CHARMNG OLD TOWN OF VILLACH

This charming old town with Mediterranean flair surrounded by a vacation area with clear bathing lakes, traditional thermal baths and numerous summer and winter sport resorts is the ideal backdrop for a successful event.
Whether you relax on the Drau river after a hard day's conference or go shopping in the old city centre or just to head for your hotel - everything is right on the doorstep. Hot spring water swimming pools with their health-giving tradition, crystal clear lakes to swim in and hiking in the mountains are just some of the attractive features of this popular holiday region. Take advantage of them on a day out or bring the family with you for a short break.

HOW TO REACH VILLACH.

Villach, Austria's gateway to the south, to both Italy and Slovenia, is a major road and railway junction at which the international lines between Vienna and Venice and between Munich and Ljubljana intersect.
By air: Klagenfurt airport is situated approximately 40 km from Villach.
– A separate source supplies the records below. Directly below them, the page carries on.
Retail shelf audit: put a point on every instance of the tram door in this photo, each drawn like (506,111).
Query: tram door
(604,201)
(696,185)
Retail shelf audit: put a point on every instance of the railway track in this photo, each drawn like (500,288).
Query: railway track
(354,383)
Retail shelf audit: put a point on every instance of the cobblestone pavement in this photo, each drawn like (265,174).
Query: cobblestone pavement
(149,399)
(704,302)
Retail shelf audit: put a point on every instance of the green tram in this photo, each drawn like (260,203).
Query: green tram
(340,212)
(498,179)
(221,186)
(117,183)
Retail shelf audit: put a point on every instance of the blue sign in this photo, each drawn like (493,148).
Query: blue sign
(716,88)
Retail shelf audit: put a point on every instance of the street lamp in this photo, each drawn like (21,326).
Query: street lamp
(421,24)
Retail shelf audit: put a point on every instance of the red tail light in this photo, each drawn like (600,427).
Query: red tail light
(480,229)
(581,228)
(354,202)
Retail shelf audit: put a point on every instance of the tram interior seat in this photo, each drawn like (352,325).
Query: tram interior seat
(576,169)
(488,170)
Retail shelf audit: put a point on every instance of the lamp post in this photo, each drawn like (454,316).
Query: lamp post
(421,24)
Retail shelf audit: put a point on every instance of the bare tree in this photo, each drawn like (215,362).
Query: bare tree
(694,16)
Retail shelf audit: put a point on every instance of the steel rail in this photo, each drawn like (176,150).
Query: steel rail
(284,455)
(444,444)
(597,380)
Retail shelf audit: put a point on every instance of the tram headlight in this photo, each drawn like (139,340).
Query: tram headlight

Regular flights from Frankfurt, Zurich and Vienna are operating daily.
By train: Villach is a railway junction and hence easy to reach by train from Munich/Salzburg, Vienna, Innsbruck, Venice and Ljubljana.
By road: Villach can be reached from Germany via the Felbertauern Tunnel or the Tauern Motorway (A10), from Switzerland via Innsbruck and the Felbertauern Tunnel, from Vienna via the Southern Motorway (A2), from Italy via Tarvisio, and from Slovenia via the Wurzen Pass or the Karawanken Motorway (A11).

VILLACH AND CARINTHIA.

Carinthia is the southernmost province of Austria. It extends 9,533 square km; to the south of the main alpine ridge and borders on Slovenia and Italy. 56% of the state lies above an altitude of 1,000 m. The climate is characterised by the Mediterranean influence.
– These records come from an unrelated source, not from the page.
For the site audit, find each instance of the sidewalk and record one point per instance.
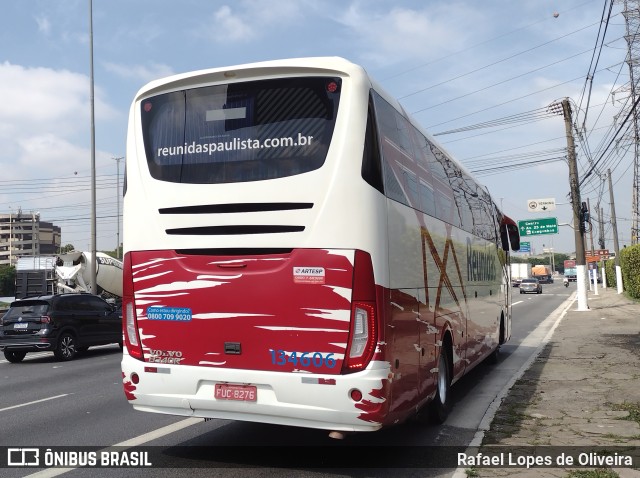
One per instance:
(582, 391)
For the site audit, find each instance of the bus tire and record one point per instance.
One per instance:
(66, 348)
(14, 357)
(494, 356)
(441, 404)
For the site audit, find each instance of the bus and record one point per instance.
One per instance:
(298, 251)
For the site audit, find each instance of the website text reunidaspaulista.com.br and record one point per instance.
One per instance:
(234, 144)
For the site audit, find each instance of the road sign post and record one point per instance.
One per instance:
(534, 227)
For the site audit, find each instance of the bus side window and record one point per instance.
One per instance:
(371, 160)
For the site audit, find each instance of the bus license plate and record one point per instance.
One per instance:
(244, 393)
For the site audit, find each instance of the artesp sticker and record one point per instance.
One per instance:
(308, 275)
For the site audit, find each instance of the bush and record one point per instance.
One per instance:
(630, 269)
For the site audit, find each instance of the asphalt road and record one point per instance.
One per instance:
(45, 403)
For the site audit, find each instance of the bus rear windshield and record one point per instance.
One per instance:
(238, 132)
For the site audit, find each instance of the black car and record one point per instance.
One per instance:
(65, 324)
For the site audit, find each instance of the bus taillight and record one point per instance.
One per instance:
(363, 335)
(129, 322)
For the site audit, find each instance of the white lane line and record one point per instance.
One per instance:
(139, 440)
(31, 403)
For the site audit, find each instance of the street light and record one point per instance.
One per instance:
(118, 204)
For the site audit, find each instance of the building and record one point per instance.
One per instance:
(24, 234)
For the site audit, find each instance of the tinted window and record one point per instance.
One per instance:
(239, 132)
(27, 308)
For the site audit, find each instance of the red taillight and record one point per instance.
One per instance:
(363, 335)
(129, 321)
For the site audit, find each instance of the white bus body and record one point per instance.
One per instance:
(299, 252)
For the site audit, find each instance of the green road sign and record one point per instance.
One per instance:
(534, 227)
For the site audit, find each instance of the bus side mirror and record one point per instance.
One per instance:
(510, 237)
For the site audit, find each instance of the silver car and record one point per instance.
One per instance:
(530, 286)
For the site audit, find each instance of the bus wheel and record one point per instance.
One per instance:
(14, 357)
(66, 349)
(441, 404)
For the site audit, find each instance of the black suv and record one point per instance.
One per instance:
(65, 324)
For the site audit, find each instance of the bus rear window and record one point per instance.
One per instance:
(240, 132)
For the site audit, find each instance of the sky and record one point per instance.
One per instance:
(480, 76)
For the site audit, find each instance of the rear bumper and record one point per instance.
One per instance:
(290, 399)
(26, 344)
For a good 2,000 years, the most direct route from the north to the south of Europe has led through the present-day Carinthia. Where the Roman legions once marched, the Tauern motorway today connects Hamburg with Palermo. It takes 3 hours from Munich to Villach and not much longer to the capital of Austria, Vienna. Venice - the most romantic town in the world - is just 2 1/2 hours from Villach.

1,270 lakes, ice-covered peaks, the largest glacier of the Eastern Alps, roaring waterfalls, idyllic alpine pastures and of course, the Großglockner characterise the countryside of Carinthia.